Proprio lo scorso anno, infatti, nel mese di marzo, ascoltavamo ‘Tarantula Heart’ e ci piaceva, ci piaceva tantissimo. Ma anche la primavera di quest’anno è risultata produttiva, perché proprio in questi giorni è uscito ‘Thunderball’. Un titolo che richiama molti altri album, film, libri, ma che nel caso dei Melvins vibra intensamente anche a volume basso.
Del resto, lo ha detto chiaramente King Buzzo: “Thunderball è il terzo disco che realizziamo insieme e volevo che fosse qualcosa di pomposo”. E quale pomposità più adatta se non quella che richiama le glorie perdute dell’umanità? Non è forse King of Rome — primo brano e singolo d’esordio uscito nei mesi scorsi — a incarnare proprio questo spirito altisonante e solenne?

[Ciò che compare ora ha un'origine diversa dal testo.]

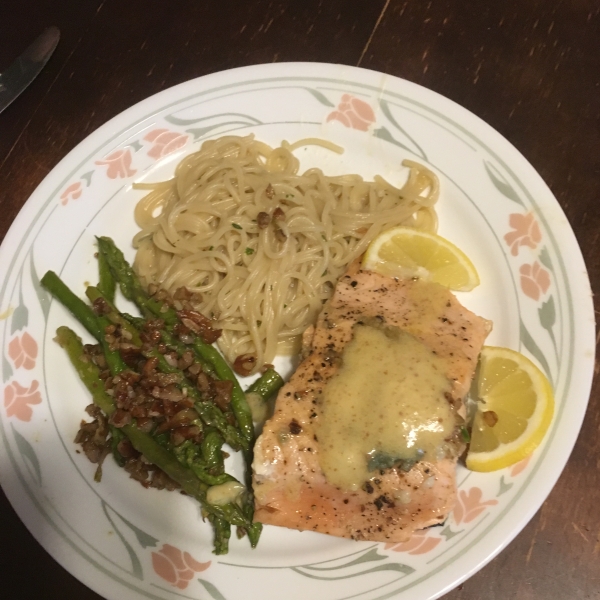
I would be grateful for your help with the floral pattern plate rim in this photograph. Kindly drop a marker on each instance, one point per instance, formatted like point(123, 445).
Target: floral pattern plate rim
point(129, 543)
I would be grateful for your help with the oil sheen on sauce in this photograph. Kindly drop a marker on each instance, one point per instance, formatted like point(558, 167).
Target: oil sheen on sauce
point(388, 398)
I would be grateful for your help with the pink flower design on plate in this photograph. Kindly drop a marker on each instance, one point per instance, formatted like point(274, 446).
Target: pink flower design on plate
point(526, 232)
point(72, 192)
point(23, 351)
point(18, 400)
point(353, 113)
point(419, 543)
point(535, 280)
point(469, 505)
point(164, 142)
point(119, 164)
point(175, 566)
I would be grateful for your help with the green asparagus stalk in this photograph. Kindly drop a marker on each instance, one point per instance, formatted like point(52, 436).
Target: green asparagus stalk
point(107, 284)
point(210, 413)
point(220, 516)
point(82, 312)
point(267, 384)
point(133, 290)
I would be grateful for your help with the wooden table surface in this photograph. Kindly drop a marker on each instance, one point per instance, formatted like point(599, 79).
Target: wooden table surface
point(530, 68)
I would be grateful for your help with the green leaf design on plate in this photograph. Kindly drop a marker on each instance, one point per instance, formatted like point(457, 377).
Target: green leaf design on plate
point(246, 119)
point(43, 296)
point(504, 487)
point(371, 555)
point(531, 345)
point(319, 96)
point(547, 314)
point(448, 533)
point(545, 259)
point(383, 132)
point(20, 316)
point(501, 184)
point(136, 565)
point(212, 590)
point(28, 453)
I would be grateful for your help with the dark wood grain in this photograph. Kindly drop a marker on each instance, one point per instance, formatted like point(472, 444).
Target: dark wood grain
point(530, 68)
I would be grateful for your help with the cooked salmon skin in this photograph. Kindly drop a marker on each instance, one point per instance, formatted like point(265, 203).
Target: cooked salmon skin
point(290, 487)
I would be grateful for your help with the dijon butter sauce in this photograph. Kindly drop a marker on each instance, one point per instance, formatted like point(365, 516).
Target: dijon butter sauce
point(387, 397)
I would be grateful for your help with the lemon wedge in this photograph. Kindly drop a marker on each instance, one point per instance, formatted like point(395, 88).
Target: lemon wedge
point(406, 252)
point(515, 409)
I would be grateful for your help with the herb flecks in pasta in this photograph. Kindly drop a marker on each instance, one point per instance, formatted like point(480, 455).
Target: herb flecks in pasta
point(262, 244)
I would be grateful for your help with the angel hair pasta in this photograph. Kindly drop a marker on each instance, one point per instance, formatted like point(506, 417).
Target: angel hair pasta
point(262, 244)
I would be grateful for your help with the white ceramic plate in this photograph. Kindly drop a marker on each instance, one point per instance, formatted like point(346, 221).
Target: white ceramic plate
point(128, 543)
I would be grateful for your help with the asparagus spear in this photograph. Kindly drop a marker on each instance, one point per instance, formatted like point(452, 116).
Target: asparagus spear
point(267, 384)
point(220, 516)
point(133, 290)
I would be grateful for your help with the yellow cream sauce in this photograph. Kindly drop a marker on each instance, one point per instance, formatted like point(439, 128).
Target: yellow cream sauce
point(388, 397)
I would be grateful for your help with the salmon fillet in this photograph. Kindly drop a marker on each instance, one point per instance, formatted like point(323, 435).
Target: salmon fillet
point(290, 487)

Una domanda retorica, sì, ma che nel mondo dei Melvins perde ogni senso. Perché qui non si parla, si agisce. Le chiacchiere stanno a zero, a imporsi è la loro furia viscerale, contaminata da un noise abrasivo, uno stoner primordiale e l’indisciplina di Void Manes e Ni Maîtres.
A differenza del lavoro precedente, ‘Thunderball’ abbandona i sentieri già battuti e si apre con due brani dal breve respiro, in cui il secondo ‘Vomit of Clarity’ è un’immersione in un interessante dark ambient che lascia addosso una strana sensazione di inquietudine.
Ma è con ‘Short Hair With A Wig’ che si inizia a fare sul serio. Un monolite di undici minuti che travolge tutto il resto, una marcia lenta e solenne verso qualcosa di indefinibile. Le chitarre sembrano disincarnate, come se suonassero da sole in un teatro spettrale, sospese in un limbo tra l’inferno e le viscere della terra. È una liturgia distorta, una danza allucinata che ipnotizza con la ritmica e la voce spiritata e inconfondibile di Buzz.
Di tutt’altra atmosfera è il quarto brano, ‘Victory of the Pyramids’, un momento di pura potenza. Nove minuti che ci riportano, anche solo per un attimo, con i piedi per terra. È come sfrecciare su un’autostrada deserta, in qualche angolo remoto del profondo sud degli Stati Uniti, tra il calore dell’asfalto e l’adrenalina del viaggio. Poi, con grazia e lentezza, il pezzo ci riaccompagna là da dove eravamo venuti, cioè su quel palco immaginario sospeso nel nulla, dove una voce spettrale e chitarre solitarie continuano a risuonare nell’eco di un mondo irreale.
In Thunderball non si fanno prigionieri, nemmeno alla fine. Con un ultimo brano di nove minuti, i Melvins 1983 aggiungono un’ulteriore pietra al monumentale muro della loro carriera — la incastrano con fermezza, senza esitazioni, senza inutili orpelli. Nessuna paura, nessuna posa, solo l’urgenza di lasciare il segno. E come sempre, lo fanno nel modo che conoscono meglio, un modo inconfondibile.
Lineup
Buzz Osborne – chitarra e voce
Mike Dillard – batteria
Con
Void Manes – elettronica e ‘creepy machine vocals’
Ni Maîtres – elettronica e contrabbasso.